Отец бросился спасать скот. Но спасти было невозможно: с ворот, через которые
выгоняли скот, пожар и начался. Коровы ревели, лошади взвивались... Я видел, как
огненные языки лизали докрасна раскаленные стены, слышал рев коров (и сейчас его
помню)... Погибло все наше добро, весь скот, буквально все, до нитки.
Этот пожар – одно из самых сильных впечатлений моего детства. Я был нервный,
впечатлительный мальчик, и ужас, в ту ночь пережитый, потряс меня до глубины души.

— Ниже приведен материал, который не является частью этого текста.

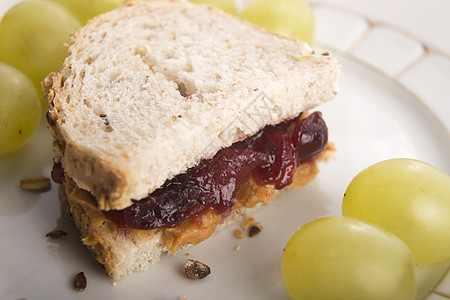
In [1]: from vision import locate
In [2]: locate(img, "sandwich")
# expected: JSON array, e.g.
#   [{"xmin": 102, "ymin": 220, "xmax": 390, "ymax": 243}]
[{"xmin": 43, "ymin": 0, "xmax": 340, "ymax": 281}]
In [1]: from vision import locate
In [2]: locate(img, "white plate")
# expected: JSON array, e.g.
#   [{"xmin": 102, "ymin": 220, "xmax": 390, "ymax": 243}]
[{"xmin": 0, "ymin": 0, "xmax": 450, "ymax": 299}]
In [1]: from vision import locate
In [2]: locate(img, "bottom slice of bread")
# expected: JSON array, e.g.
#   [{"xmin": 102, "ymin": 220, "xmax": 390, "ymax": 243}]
[{"xmin": 62, "ymin": 145, "xmax": 334, "ymax": 281}]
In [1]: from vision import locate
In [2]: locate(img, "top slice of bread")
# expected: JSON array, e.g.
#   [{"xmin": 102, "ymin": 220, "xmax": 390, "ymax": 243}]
[{"xmin": 43, "ymin": 1, "xmax": 340, "ymax": 210}]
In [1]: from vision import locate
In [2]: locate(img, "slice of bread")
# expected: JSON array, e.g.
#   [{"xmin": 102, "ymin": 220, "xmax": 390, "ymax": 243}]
[{"xmin": 43, "ymin": 1, "xmax": 340, "ymax": 210}]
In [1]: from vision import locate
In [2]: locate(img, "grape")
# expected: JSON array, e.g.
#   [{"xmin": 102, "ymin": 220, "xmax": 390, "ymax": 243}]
[
  {"xmin": 0, "ymin": 62, "xmax": 41, "ymax": 155},
  {"xmin": 241, "ymin": 0, "xmax": 314, "ymax": 43},
  {"xmin": 190, "ymin": 0, "xmax": 237, "ymax": 16},
  {"xmin": 0, "ymin": 0, "xmax": 80, "ymax": 98},
  {"xmin": 50, "ymin": 0, "xmax": 124, "ymax": 24},
  {"xmin": 281, "ymin": 216, "xmax": 415, "ymax": 300},
  {"xmin": 342, "ymin": 159, "xmax": 450, "ymax": 265}
]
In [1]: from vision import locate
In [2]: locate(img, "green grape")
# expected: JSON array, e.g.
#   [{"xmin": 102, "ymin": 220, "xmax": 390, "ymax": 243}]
[
  {"xmin": 0, "ymin": 0, "xmax": 80, "ymax": 98},
  {"xmin": 190, "ymin": 0, "xmax": 237, "ymax": 16},
  {"xmin": 342, "ymin": 159, "xmax": 450, "ymax": 265},
  {"xmin": 50, "ymin": 0, "xmax": 124, "ymax": 24},
  {"xmin": 241, "ymin": 0, "xmax": 314, "ymax": 43},
  {"xmin": 0, "ymin": 62, "xmax": 41, "ymax": 155},
  {"xmin": 281, "ymin": 216, "xmax": 415, "ymax": 300}
]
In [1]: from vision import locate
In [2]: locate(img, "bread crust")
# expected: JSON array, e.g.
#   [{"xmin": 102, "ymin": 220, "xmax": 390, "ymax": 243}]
[
  {"xmin": 43, "ymin": 1, "xmax": 340, "ymax": 210},
  {"xmin": 62, "ymin": 148, "xmax": 334, "ymax": 281}
]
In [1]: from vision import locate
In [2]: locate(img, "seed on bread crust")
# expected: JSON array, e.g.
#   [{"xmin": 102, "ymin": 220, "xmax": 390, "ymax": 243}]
[
  {"xmin": 20, "ymin": 176, "xmax": 52, "ymax": 192},
  {"xmin": 248, "ymin": 222, "xmax": 262, "ymax": 237},
  {"xmin": 184, "ymin": 259, "xmax": 211, "ymax": 279},
  {"xmin": 45, "ymin": 230, "xmax": 67, "ymax": 240}
]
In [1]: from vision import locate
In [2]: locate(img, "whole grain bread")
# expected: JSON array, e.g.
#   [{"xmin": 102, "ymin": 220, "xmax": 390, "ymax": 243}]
[{"xmin": 43, "ymin": 1, "xmax": 340, "ymax": 210}]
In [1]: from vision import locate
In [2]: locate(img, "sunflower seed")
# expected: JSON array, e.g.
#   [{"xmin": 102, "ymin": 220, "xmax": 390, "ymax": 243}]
[
  {"xmin": 45, "ymin": 230, "xmax": 67, "ymax": 239},
  {"xmin": 184, "ymin": 259, "xmax": 211, "ymax": 279}
]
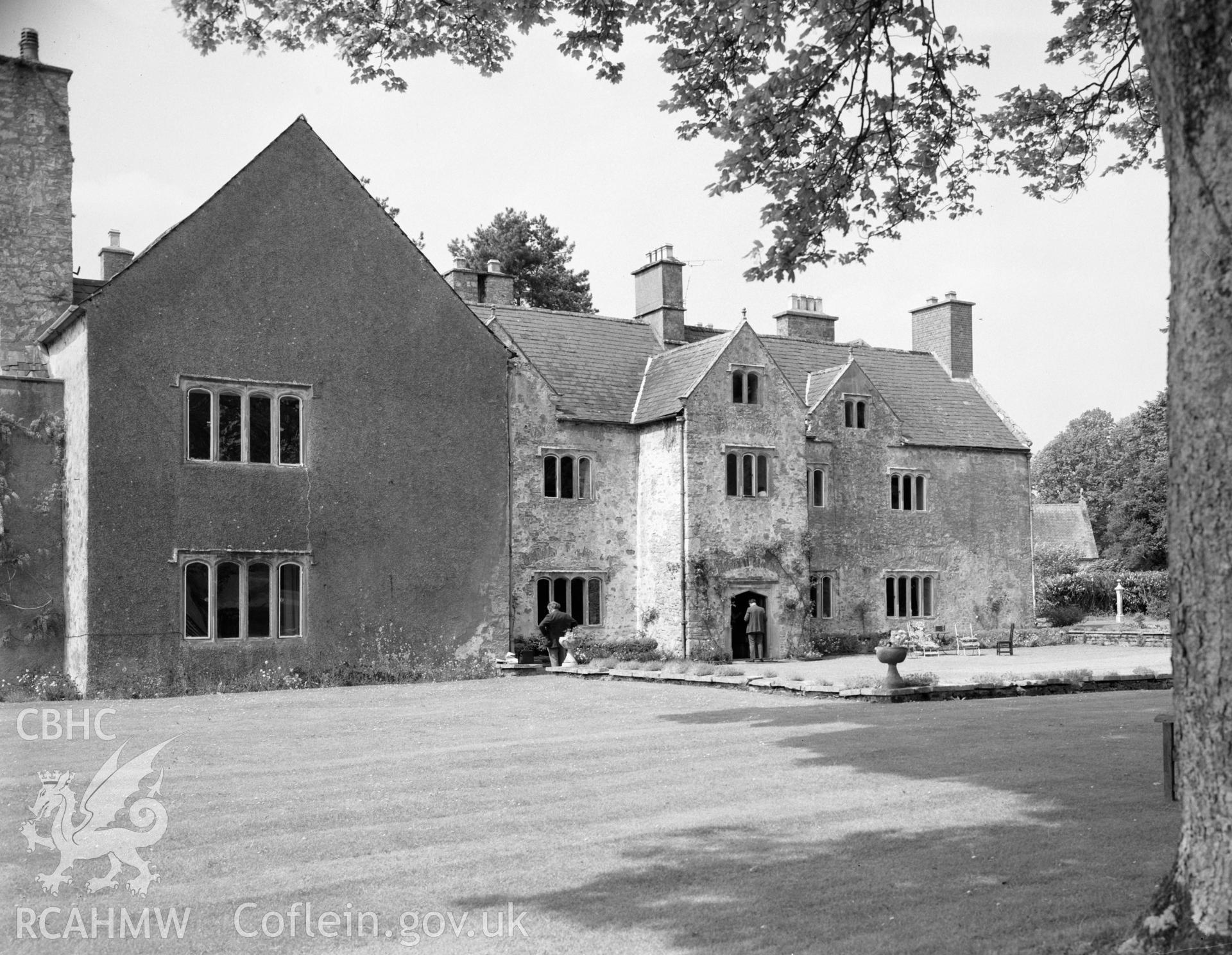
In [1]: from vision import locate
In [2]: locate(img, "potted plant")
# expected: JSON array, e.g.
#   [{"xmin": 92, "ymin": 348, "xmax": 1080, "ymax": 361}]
[{"xmin": 877, "ymin": 630, "xmax": 911, "ymax": 690}]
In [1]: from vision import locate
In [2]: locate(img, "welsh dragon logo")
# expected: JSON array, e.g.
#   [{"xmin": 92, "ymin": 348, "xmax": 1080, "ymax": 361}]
[{"xmin": 21, "ymin": 737, "xmax": 175, "ymax": 896}]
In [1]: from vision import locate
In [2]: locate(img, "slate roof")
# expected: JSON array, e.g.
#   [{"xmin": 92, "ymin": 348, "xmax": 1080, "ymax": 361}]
[
  {"xmin": 633, "ymin": 331, "xmax": 735, "ymax": 424},
  {"xmin": 760, "ymin": 335, "xmax": 1027, "ymax": 451},
  {"xmin": 470, "ymin": 304, "xmax": 662, "ymax": 424},
  {"xmin": 470, "ymin": 304, "xmax": 1029, "ymax": 451},
  {"xmin": 805, "ymin": 365, "xmax": 846, "ymax": 408},
  {"xmin": 1031, "ymin": 504, "xmax": 1099, "ymax": 561}
]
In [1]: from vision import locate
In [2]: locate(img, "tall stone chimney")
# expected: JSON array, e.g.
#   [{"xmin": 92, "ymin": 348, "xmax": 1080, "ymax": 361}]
[
  {"xmin": 0, "ymin": 28, "xmax": 73, "ymax": 372},
  {"xmin": 633, "ymin": 245, "xmax": 685, "ymax": 344},
  {"xmin": 445, "ymin": 257, "xmax": 515, "ymax": 305},
  {"xmin": 99, "ymin": 229, "xmax": 133, "ymax": 282},
  {"xmin": 912, "ymin": 292, "xmax": 975, "ymax": 378},
  {"xmin": 774, "ymin": 295, "xmax": 839, "ymax": 341}
]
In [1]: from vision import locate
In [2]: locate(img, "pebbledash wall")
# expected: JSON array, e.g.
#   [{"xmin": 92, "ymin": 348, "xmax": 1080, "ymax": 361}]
[
  {"xmin": 0, "ymin": 30, "xmax": 73, "ymax": 682},
  {"xmin": 44, "ymin": 117, "xmax": 509, "ymax": 685}
]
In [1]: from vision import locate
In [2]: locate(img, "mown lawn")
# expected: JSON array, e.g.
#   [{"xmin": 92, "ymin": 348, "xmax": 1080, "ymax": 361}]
[{"xmin": 0, "ymin": 676, "xmax": 1178, "ymax": 955}]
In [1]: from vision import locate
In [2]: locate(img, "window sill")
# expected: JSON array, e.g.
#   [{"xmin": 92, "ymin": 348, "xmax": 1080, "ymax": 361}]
[
  {"xmin": 181, "ymin": 633, "xmax": 307, "ymax": 647},
  {"xmin": 184, "ymin": 457, "xmax": 307, "ymax": 470}
]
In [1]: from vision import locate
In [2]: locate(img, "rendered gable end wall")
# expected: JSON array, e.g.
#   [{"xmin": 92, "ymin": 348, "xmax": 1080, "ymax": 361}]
[
  {"xmin": 69, "ymin": 121, "xmax": 509, "ymax": 694},
  {"xmin": 48, "ymin": 316, "xmax": 90, "ymax": 690}
]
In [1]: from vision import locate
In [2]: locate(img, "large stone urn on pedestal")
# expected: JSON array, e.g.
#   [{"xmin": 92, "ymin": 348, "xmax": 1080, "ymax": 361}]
[
  {"xmin": 877, "ymin": 646, "xmax": 907, "ymax": 690},
  {"xmin": 561, "ymin": 630, "xmax": 578, "ymax": 667}
]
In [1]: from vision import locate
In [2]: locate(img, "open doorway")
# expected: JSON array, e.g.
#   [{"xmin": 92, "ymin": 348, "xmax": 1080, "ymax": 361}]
[{"xmin": 732, "ymin": 590, "xmax": 766, "ymax": 659}]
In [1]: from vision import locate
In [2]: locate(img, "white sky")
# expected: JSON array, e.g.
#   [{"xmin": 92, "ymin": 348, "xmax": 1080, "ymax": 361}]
[{"xmin": 0, "ymin": 0, "xmax": 1168, "ymax": 450}]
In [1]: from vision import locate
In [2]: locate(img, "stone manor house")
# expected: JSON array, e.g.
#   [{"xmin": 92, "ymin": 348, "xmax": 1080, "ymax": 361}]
[{"xmin": 0, "ymin": 31, "xmax": 1032, "ymax": 686}]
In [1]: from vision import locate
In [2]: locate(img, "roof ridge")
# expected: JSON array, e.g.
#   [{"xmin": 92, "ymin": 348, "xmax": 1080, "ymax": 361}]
[
  {"xmin": 758, "ymin": 334, "xmax": 932, "ymax": 357},
  {"xmin": 477, "ymin": 302, "xmax": 649, "ymax": 328}
]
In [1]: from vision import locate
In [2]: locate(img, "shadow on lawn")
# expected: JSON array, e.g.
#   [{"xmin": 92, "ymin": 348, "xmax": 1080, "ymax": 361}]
[
  {"xmin": 463, "ymin": 695, "xmax": 1177, "ymax": 955},
  {"xmin": 461, "ymin": 825, "xmax": 1127, "ymax": 955}
]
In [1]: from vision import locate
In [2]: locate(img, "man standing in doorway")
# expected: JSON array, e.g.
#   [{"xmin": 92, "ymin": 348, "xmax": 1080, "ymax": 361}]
[
  {"xmin": 540, "ymin": 600, "xmax": 578, "ymax": 667},
  {"xmin": 744, "ymin": 596, "xmax": 766, "ymax": 660}
]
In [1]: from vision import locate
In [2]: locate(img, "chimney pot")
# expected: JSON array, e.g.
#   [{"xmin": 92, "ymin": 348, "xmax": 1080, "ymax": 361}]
[
  {"xmin": 774, "ymin": 295, "xmax": 838, "ymax": 341},
  {"xmin": 99, "ymin": 229, "xmax": 133, "ymax": 281},
  {"xmin": 20, "ymin": 27, "xmax": 38, "ymax": 63},
  {"xmin": 633, "ymin": 245, "xmax": 685, "ymax": 344},
  {"xmin": 912, "ymin": 292, "xmax": 973, "ymax": 378}
]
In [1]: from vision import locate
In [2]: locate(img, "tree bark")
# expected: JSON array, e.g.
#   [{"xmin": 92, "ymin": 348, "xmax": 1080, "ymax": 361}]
[{"xmin": 1121, "ymin": 0, "xmax": 1232, "ymax": 955}]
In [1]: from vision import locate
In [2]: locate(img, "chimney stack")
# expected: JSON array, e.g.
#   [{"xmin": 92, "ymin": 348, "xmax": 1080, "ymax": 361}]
[
  {"xmin": 17, "ymin": 27, "xmax": 38, "ymax": 63},
  {"xmin": 99, "ymin": 229, "xmax": 133, "ymax": 282},
  {"xmin": 774, "ymin": 295, "xmax": 839, "ymax": 341},
  {"xmin": 912, "ymin": 292, "xmax": 975, "ymax": 378},
  {"xmin": 0, "ymin": 26, "xmax": 73, "ymax": 375},
  {"xmin": 633, "ymin": 245, "xmax": 685, "ymax": 345},
  {"xmin": 445, "ymin": 259, "xmax": 516, "ymax": 305}
]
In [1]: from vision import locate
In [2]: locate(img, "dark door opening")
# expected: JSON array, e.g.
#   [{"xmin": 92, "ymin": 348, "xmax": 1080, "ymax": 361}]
[{"xmin": 732, "ymin": 590, "xmax": 766, "ymax": 659}]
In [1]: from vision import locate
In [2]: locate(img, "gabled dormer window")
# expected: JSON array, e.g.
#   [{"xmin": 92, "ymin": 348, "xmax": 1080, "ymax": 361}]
[
  {"xmin": 732, "ymin": 368, "xmax": 762, "ymax": 404},
  {"xmin": 843, "ymin": 398, "xmax": 869, "ymax": 427}
]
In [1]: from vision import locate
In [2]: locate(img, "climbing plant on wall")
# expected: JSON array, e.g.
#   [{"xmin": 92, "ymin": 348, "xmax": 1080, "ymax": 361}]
[{"xmin": 0, "ymin": 409, "xmax": 64, "ymax": 646}]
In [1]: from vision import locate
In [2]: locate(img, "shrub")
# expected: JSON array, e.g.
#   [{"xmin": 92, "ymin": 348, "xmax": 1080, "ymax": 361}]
[
  {"xmin": 1032, "ymin": 545, "xmax": 1082, "ymax": 580},
  {"xmin": 514, "ymin": 633, "xmax": 547, "ymax": 655},
  {"xmin": 1040, "ymin": 604, "xmax": 1086, "ymax": 627},
  {"xmin": 17, "ymin": 667, "xmax": 81, "ymax": 700},
  {"xmin": 569, "ymin": 633, "xmax": 667, "ymax": 662},
  {"xmin": 1039, "ymin": 571, "xmax": 1168, "ymax": 614},
  {"xmin": 690, "ymin": 644, "xmax": 732, "ymax": 663},
  {"xmin": 809, "ymin": 632, "xmax": 878, "ymax": 655}
]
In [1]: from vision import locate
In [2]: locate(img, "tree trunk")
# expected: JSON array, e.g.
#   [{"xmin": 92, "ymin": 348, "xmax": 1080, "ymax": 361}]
[{"xmin": 1121, "ymin": 0, "xmax": 1232, "ymax": 955}]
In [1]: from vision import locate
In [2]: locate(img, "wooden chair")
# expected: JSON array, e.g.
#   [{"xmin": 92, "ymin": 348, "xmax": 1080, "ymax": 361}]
[
  {"xmin": 954, "ymin": 624, "xmax": 983, "ymax": 657},
  {"xmin": 997, "ymin": 624, "xmax": 1014, "ymax": 657},
  {"xmin": 911, "ymin": 624, "xmax": 941, "ymax": 657},
  {"xmin": 932, "ymin": 624, "xmax": 946, "ymax": 655}
]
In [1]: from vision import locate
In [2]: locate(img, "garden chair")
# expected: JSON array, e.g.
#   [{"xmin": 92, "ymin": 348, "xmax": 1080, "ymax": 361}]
[
  {"xmin": 997, "ymin": 624, "xmax": 1014, "ymax": 657},
  {"xmin": 911, "ymin": 624, "xmax": 941, "ymax": 657},
  {"xmin": 954, "ymin": 624, "xmax": 983, "ymax": 657},
  {"xmin": 932, "ymin": 624, "xmax": 957, "ymax": 655}
]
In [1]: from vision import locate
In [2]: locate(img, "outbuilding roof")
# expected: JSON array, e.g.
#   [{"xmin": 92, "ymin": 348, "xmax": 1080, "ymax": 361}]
[
  {"xmin": 472, "ymin": 304, "xmax": 663, "ymax": 424},
  {"xmin": 1031, "ymin": 501, "xmax": 1099, "ymax": 561}
]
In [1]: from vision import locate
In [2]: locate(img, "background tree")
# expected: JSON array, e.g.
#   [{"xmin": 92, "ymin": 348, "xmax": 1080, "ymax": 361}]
[
  {"xmin": 1031, "ymin": 408, "xmax": 1116, "ymax": 544},
  {"xmin": 1101, "ymin": 392, "xmax": 1168, "ymax": 571},
  {"xmin": 174, "ymin": 0, "xmax": 1232, "ymax": 952},
  {"xmin": 1031, "ymin": 392, "xmax": 1168, "ymax": 571},
  {"xmin": 449, "ymin": 208, "xmax": 595, "ymax": 312}
]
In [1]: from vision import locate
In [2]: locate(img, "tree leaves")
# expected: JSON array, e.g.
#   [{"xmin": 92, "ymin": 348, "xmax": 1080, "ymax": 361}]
[
  {"xmin": 173, "ymin": 0, "xmax": 1161, "ymax": 280},
  {"xmin": 449, "ymin": 208, "xmax": 595, "ymax": 312}
]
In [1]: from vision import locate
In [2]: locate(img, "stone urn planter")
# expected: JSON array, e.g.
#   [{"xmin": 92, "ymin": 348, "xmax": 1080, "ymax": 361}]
[
  {"xmin": 877, "ymin": 647, "xmax": 907, "ymax": 690},
  {"xmin": 561, "ymin": 630, "xmax": 578, "ymax": 667}
]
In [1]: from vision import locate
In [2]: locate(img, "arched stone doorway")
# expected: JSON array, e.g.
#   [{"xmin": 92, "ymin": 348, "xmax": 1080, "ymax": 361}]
[{"xmin": 731, "ymin": 590, "xmax": 766, "ymax": 659}]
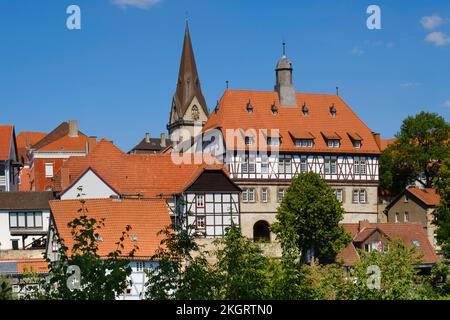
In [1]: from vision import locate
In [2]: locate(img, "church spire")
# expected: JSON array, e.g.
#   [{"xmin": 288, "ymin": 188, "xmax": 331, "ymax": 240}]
[{"xmin": 172, "ymin": 19, "xmax": 208, "ymax": 119}]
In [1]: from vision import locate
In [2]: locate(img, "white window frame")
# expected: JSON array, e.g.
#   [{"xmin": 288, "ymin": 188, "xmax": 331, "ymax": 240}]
[
  {"xmin": 45, "ymin": 162, "xmax": 55, "ymax": 178},
  {"xmin": 261, "ymin": 188, "xmax": 269, "ymax": 203},
  {"xmin": 195, "ymin": 194, "xmax": 205, "ymax": 208}
]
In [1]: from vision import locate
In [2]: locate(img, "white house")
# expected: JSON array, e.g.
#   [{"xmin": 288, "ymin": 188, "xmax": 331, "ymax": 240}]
[
  {"xmin": 0, "ymin": 192, "xmax": 54, "ymax": 250},
  {"xmin": 0, "ymin": 125, "xmax": 20, "ymax": 192}
]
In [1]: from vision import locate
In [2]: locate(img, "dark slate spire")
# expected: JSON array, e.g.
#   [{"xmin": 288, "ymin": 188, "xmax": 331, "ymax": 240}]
[{"xmin": 172, "ymin": 20, "xmax": 208, "ymax": 118}]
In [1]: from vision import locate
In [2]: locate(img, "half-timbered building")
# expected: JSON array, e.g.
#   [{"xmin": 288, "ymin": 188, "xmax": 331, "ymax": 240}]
[{"xmin": 183, "ymin": 51, "xmax": 380, "ymax": 240}]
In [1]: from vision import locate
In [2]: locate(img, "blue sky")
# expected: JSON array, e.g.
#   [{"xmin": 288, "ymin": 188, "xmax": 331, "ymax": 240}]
[{"xmin": 0, "ymin": 0, "xmax": 450, "ymax": 151}]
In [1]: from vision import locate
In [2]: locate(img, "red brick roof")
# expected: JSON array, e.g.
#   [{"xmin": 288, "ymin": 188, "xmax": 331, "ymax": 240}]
[
  {"xmin": 50, "ymin": 199, "xmax": 170, "ymax": 259},
  {"xmin": 33, "ymin": 122, "xmax": 93, "ymax": 152},
  {"xmin": 204, "ymin": 90, "xmax": 380, "ymax": 154},
  {"xmin": 55, "ymin": 139, "xmax": 222, "ymax": 197},
  {"xmin": 0, "ymin": 125, "xmax": 14, "ymax": 161},
  {"xmin": 17, "ymin": 131, "xmax": 47, "ymax": 163},
  {"xmin": 406, "ymin": 188, "xmax": 441, "ymax": 206},
  {"xmin": 338, "ymin": 223, "xmax": 438, "ymax": 266}
]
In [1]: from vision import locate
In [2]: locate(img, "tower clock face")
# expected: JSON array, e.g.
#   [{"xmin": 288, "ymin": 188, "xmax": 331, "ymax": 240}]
[{"xmin": 192, "ymin": 105, "xmax": 200, "ymax": 121}]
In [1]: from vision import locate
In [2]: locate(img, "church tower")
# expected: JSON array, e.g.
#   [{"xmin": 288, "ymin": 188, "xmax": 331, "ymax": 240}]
[
  {"xmin": 275, "ymin": 43, "xmax": 297, "ymax": 107},
  {"xmin": 167, "ymin": 21, "xmax": 209, "ymax": 141}
]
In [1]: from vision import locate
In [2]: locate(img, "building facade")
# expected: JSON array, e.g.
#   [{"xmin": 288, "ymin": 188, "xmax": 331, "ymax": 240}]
[{"xmin": 0, "ymin": 125, "xmax": 21, "ymax": 192}]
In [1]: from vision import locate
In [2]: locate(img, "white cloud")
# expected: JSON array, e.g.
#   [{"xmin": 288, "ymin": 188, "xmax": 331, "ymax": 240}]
[
  {"xmin": 420, "ymin": 14, "xmax": 445, "ymax": 30},
  {"xmin": 400, "ymin": 82, "xmax": 422, "ymax": 88},
  {"xmin": 425, "ymin": 31, "xmax": 450, "ymax": 47},
  {"xmin": 113, "ymin": 0, "xmax": 161, "ymax": 9},
  {"xmin": 350, "ymin": 46, "xmax": 364, "ymax": 56}
]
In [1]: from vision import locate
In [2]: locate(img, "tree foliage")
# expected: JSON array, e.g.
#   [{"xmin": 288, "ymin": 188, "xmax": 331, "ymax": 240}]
[
  {"xmin": 433, "ymin": 158, "xmax": 450, "ymax": 259},
  {"xmin": 272, "ymin": 172, "xmax": 350, "ymax": 261},
  {"xmin": 380, "ymin": 112, "xmax": 450, "ymax": 191}
]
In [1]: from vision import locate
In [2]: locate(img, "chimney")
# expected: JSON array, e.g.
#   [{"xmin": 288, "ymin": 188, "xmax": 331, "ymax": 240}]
[
  {"xmin": 372, "ymin": 132, "xmax": 381, "ymax": 150},
  {"xmin": 358, "ymin": 220, "xmax": 370, "ymax": 232},
  {"xmin": 69, "ymin": 120, "xmax": 78, "ymax": 138},
  {"xmin": 161, "ymin": 132, "xmax": 167, "ymax": 148}
]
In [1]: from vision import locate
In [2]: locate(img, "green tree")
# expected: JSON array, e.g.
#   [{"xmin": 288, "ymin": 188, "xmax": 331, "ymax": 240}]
[
  {"xmin": 433, "ymin": 158, "xmax": 450, "ymax": 259},
  {"xmin": 214, "ymin": 225, "xmax": 271, "ymax": 300},
  {"xmin": 0, "ymin": 276, "xmax": 13, "ymax": 300},
  {"xmin": 42, "ymin": 200, "xmax": 139, "ymax": 300},
  {"xmin": 272, "ymin": 172, "xmax": 351, "ymax": 263},
  {"xmin": 346, "ymin": 239, "xmax": 429, "ymax": 300},
  {"xmin": 146, "ymin": 210, "xmax": 216, "ymax": 300},
  {"xmin": 380, "ymin": 112, "xmax": 450, "ymax": 191}
]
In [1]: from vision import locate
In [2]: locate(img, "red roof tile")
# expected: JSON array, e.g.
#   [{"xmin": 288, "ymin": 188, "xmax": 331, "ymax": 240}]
[
  {"xmin": 0, "ymin": 125, "xmax": 14, "ymax": 161},
  {"xmin": 50, "ymin": 199, "xmax": 170, "ymax": 259},
  {"xmin": 55, "ymin": 140, "xmax": 222, "ymax": 197},
  {"xmin": 203, "ymin": 90, "xmax": 380, "ymax": 154},
  {"xmin": 338, "ymin": 223, "xmax": 439, "ymax": 266},
  {"xmin": 406, "ymin": 188, "xmax": 441, "ymax": 206}
]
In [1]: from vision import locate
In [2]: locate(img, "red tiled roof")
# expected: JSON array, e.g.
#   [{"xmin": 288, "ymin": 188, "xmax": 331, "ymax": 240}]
[
  {"xmin": 380, "ymin": 138, "xmax": 397, "ymax": 151},
  {"xmin": 55, "ymin": 139, "xmax": 223, "ymax": 197},
  {"xmin": 0, "ymin": 125, "xmax": 14, "ymax": 161},
  {"xmin": 33, "ymin": 122, "xmax": 92, "ymax": 152},
  {"xmin": 203, "ymin": 90, "xmax": 380, "ymax": 154},
  {"xmin": 16, "ymin": 131, "xmax": 47, "ymax": 163},
  {"xmin": 338, "ymin": 223, "xmax": 438, "ymax": 266},
  {"xmin": 50, "ymin": 199, "xmax": 170, "ymax": 259},
  {"xmin": 406, "ymin": 188, "xmax": 441, "ymax": 206}
]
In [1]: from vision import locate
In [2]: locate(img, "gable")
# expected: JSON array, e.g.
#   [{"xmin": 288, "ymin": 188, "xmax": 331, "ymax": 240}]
[
  {"xmin": 60, "ymin": 168, "xmax": 118, "ymax": 200},
  {"xmin": 185, "ymin": 170, "xmax": 241, "ymax": 192}
]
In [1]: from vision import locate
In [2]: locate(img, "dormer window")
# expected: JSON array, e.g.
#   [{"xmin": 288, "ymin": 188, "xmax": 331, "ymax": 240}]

Нас подпалил мужик: он выкрал что-то из закромов соседней помещицы, старой
девы. Его судили. Отбыв наказание в тюрьме, он решил отомстить. Потерпевшая помещица
отвела от себя его злобу, оговорив моего отца: "На тебя поп донес". Мужик поджег
ворота нашего скотного двора. Отец стал нищим. Правда, кое-кто из крестьян отозвался
на беду: привели свинью, пригнали корову... Помещица, оклеветавшая отца,– может
быть, совесть ее замучила,– приняла в нас участие, но все это не могло вернуть
нам того самого скромного благополучия, которым наша семья пользовалась. Это бедствие
отца подкосило.
Тяжелые впечатления раннего моего детства заставили меня еще ребенком почувствовать,
что такое социальная неправда. Впоследствии я понял, откуда в семинариях революционная
настроенность молодежи: она развивалась из ощущений социальной несправедливости,
воспринятых в детстве. Забитость, униженное положение отцов сказывались бунтарским
протестом в детях. Общение с народом привело меня с детских лет к сознанию, что
интересы его и наши связаны.
Не менее глубокое влияние, чем церковь и быт, оказывала на мое детское сознание
наша русская природа. Неизъяснимое чувство прелести простора, полей, лугов...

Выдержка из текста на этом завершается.